Thumb sucking vs. dummy | Pros and cons

Posted on May 3rd, 2018

If you’re unsure about whether it’s better to let your child suck her thumb or a dummy, take a look at the pros and cons of both.

If you’re unsure about whether thumb sucking or a dummy is better for your little one, it’s important to look at the pros an cons of both. Thumb sucking is obviously simpler, but is it healthier in the long run?

The main benefits of dummies

  • A dummy can soothe your baby and help her get to sleep; if disturbed at night, she’s likely to start sucking it and drift off again to sleep.
  • Dummies can be sterilised; fingers and thumbs can’t.
  • Dummies are far less harmful to the dental occlusion (the contact between the teeth of the lower- and upper jaw) than sucking on fingers.
  • Sucking a dummy gives your child a sense of security and comfort.

Using a dummy responsibly

  • Avoid letting your child use a dummy as an instant remedy; rather try to find the source of your baby’s crying.
  • Try not to let your child use a dummy regularly; see it as more of a short-term solution.
  • Never dip your child’s dummy into something sweet; this can cause tooth decay.
  • If your child is still using a dummy when she starts to speak, try to discourage her from having the dummy in her mouth when she tries to talk.
  • It’s fine to fall back on it when all else fails, but it’s not a good idea to start off each day by popping a dummy into your baby’s mouth.

Choosing a dummy

  • Find a dummy that is soft but firm and cylindrical, with a round end to enable tongue cupping. This is the tongue’s ability to grip the dummy when it is in your baby’s mouth. Tongue cupping is very important for successful breastfeeding and speech development.
  • The round end of the dummy should reach the soft, high palate to stimulate sucking, as well as the limbic (emotional) system of the brain, which will release all your “happy hormones”. The limbic system is the “feel-good” area of the brain. Therefore, sucking will help to calm your baby when she is stressed.
  • Dummies that are too flat or too short can lead to abnormal tongue movement, which can be difficult to overcome during the transition to breast or bottle-feeding.
  • The dummy should have a big, soft shield to prevent your baby from swallowing it. The shield will stimulate all the nerve endings around your baby’s mouth and will assist with lip closure.
  • The dummy should be a single unit without any loose parts and should have a grip your baby can hold onto. This will support the hands-to-mouth and midline positioning, self-soothing and self-regulation actions, and help to develop the integration of the left and right brain.

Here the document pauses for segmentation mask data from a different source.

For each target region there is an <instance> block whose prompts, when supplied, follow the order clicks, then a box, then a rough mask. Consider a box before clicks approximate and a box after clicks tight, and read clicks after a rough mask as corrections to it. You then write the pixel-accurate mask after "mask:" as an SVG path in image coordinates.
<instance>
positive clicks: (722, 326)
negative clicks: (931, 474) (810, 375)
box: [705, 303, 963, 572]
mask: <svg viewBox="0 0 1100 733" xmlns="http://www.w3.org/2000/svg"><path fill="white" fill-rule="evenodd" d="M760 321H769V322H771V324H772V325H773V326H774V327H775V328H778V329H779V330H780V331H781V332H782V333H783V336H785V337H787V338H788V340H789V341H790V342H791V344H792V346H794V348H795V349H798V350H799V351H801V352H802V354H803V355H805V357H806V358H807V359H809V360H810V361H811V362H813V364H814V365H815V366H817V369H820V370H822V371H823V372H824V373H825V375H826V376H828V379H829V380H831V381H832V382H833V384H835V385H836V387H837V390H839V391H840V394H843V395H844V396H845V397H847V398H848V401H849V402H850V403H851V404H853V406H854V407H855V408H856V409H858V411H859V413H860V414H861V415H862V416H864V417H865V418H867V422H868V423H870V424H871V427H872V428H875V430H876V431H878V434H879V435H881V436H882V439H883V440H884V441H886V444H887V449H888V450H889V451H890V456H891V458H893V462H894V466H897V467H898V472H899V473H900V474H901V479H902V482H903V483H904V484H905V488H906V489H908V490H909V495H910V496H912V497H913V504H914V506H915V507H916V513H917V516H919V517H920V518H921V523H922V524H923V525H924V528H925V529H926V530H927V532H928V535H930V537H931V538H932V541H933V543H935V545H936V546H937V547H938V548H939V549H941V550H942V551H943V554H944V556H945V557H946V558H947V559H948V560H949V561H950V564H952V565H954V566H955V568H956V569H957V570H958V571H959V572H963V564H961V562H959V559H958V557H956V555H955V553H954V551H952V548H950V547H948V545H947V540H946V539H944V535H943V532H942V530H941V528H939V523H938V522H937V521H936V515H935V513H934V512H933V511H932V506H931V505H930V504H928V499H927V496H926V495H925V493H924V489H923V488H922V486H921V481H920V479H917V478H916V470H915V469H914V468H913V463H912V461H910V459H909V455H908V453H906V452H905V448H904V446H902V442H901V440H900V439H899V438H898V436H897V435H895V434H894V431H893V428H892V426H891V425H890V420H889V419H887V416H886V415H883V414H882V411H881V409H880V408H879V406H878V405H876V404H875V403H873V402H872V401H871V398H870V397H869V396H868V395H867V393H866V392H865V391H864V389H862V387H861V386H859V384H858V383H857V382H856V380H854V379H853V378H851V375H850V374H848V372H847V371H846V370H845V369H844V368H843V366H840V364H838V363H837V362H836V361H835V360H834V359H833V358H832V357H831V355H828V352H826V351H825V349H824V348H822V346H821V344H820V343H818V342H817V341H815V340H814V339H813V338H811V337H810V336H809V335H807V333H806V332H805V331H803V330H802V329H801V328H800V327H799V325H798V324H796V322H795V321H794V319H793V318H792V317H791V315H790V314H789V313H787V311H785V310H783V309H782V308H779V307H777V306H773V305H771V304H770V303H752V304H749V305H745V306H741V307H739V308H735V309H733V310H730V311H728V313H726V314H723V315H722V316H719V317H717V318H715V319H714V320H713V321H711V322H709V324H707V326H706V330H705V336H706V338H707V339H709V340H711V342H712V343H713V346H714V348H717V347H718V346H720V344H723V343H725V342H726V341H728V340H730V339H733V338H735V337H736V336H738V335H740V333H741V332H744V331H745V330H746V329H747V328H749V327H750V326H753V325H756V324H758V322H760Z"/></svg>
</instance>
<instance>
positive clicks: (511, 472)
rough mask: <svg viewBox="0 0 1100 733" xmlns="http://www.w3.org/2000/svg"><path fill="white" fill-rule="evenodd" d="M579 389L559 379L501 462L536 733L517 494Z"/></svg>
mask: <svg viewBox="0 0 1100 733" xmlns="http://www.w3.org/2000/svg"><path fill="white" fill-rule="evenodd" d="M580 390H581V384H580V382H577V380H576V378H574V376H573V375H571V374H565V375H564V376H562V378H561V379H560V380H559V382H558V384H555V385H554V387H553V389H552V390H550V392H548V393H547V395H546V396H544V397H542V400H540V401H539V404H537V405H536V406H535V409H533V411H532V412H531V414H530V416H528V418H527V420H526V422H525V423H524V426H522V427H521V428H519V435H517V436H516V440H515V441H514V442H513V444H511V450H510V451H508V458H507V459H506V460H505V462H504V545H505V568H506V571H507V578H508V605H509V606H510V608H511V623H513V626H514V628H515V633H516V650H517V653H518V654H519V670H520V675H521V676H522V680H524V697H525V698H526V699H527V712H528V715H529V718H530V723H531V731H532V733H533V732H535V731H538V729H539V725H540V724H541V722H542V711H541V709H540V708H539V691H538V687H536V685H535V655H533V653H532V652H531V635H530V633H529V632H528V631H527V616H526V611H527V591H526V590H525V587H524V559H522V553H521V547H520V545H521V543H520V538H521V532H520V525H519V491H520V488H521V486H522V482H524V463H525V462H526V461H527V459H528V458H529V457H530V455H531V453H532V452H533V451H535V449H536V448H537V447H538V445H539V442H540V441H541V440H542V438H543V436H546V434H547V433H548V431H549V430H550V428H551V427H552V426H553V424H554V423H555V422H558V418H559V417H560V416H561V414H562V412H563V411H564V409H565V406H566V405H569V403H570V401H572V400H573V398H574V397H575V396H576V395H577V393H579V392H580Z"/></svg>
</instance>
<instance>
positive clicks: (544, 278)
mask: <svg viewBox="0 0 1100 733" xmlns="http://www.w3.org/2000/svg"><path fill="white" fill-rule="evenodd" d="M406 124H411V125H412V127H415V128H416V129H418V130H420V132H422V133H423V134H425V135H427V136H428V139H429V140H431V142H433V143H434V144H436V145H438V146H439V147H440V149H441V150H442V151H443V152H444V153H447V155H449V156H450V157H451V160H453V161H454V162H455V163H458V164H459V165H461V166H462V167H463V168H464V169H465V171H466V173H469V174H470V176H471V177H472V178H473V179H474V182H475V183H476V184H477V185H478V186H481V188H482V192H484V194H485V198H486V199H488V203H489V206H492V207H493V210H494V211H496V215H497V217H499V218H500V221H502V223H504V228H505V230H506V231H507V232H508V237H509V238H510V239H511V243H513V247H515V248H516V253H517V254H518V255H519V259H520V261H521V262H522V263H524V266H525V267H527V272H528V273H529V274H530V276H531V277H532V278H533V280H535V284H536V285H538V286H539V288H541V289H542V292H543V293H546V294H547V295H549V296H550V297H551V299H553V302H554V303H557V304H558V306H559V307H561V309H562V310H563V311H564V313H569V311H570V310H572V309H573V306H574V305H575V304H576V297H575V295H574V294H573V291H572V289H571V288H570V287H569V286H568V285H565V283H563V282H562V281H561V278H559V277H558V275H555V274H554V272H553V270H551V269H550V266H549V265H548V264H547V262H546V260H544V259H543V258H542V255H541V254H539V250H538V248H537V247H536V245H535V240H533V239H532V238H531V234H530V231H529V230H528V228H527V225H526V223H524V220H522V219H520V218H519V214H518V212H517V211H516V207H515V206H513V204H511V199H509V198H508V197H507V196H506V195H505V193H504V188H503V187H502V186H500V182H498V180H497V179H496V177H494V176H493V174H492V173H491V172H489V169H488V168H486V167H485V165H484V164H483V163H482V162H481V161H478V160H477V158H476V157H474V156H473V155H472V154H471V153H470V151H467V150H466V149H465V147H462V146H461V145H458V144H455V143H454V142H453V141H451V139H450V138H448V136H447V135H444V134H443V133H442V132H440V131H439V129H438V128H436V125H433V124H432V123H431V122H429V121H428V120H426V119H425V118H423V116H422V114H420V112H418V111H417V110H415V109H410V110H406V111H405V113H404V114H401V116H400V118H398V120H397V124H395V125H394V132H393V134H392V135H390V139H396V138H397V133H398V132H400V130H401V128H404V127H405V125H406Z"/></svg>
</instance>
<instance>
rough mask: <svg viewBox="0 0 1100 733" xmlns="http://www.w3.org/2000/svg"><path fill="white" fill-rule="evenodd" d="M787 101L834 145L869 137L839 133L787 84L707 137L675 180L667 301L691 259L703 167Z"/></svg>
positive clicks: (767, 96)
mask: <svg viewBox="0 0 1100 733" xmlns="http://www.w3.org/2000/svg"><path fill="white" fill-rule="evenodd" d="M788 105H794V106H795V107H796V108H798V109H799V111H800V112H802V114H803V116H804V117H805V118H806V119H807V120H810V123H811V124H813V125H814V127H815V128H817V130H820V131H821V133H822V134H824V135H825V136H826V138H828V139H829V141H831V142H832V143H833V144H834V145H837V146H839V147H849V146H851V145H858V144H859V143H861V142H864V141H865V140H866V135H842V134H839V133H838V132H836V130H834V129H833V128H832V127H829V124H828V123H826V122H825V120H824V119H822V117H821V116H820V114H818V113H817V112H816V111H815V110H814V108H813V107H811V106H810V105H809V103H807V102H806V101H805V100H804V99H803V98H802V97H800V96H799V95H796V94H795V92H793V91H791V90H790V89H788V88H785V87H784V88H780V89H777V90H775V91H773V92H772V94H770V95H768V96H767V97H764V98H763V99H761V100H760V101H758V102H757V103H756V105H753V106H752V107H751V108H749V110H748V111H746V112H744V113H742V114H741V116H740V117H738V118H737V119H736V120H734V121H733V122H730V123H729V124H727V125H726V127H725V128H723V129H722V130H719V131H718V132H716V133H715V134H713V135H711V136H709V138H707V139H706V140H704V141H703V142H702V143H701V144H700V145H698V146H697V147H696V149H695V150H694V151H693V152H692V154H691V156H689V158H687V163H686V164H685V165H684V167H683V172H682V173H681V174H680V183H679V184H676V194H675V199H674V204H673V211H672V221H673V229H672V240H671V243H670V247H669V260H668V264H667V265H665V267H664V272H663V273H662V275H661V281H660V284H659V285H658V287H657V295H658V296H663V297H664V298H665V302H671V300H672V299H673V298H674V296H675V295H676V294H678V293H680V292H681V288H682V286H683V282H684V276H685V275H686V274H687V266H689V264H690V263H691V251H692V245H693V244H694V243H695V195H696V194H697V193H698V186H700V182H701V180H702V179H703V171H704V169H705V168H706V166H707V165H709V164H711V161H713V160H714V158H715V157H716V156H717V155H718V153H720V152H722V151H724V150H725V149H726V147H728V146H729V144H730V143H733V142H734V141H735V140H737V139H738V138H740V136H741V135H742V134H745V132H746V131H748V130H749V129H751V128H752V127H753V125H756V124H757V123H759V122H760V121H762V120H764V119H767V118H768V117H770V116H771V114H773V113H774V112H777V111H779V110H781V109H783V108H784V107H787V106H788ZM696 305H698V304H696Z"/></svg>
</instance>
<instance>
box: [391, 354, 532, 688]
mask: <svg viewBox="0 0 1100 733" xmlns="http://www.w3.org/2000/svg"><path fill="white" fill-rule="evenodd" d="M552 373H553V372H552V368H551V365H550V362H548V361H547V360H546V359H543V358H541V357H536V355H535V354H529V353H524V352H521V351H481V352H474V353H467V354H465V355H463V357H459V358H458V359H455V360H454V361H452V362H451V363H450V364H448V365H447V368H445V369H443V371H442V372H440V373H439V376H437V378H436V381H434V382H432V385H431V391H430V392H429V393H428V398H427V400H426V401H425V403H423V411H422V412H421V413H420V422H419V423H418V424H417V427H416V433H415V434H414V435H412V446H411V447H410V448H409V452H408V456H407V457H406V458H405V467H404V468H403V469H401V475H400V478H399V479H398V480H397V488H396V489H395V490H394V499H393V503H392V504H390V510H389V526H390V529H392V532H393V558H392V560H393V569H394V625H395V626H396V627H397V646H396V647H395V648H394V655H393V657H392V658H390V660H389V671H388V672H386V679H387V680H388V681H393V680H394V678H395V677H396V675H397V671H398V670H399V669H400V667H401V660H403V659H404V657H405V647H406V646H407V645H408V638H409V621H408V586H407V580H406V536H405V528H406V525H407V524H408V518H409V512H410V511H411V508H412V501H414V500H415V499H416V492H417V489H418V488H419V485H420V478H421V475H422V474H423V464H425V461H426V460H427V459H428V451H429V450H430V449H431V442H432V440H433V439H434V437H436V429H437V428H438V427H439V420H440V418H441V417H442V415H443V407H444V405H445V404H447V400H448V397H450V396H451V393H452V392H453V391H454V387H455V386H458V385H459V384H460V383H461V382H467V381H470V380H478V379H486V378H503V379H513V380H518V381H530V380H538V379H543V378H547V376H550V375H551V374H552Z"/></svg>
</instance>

ALSO SEE: 6 tips to wean your baby off the dummy. 

Thumb sucking

  • Thumb sucking is one of the first co-ordinated actions a baby can do. Most children outgrow this behaviour by the time they go to preschool, but beyond preschool it can become a problem – that is once permanent teeth start to come in.
  • Thumb sucking can cause malformation of the teeth and facial features. Therefore, it is important to help your little one stop sucking her thumb.

Tips to help your toddler stop sucking her thumb

  • Start by explaining to her why sucking her thumb is bad for her (that it will ruin her teeth by pushing them outwards and that she might need braces in future).
  • Give your little one extra attention and observe if anxiety is provoking the thumb sucking.
  • Dip her thumb into a harmless liquid that doesn’t taste nice – like vinegar or pickle juice – but don’t force her; rather ask for her permission first
  • and then explain to her why it’s for her own benefit.
  • Distract your child when you see her putting her thumb in her mouth. Try to engage her in an activity that requires both hands.
  • Offer small incentives to your child for each day spent without sucking her thumb.
  • Try a positive approach – if you encourage your child in a positive way with loads of praise, she can break the habit without shame or guilt.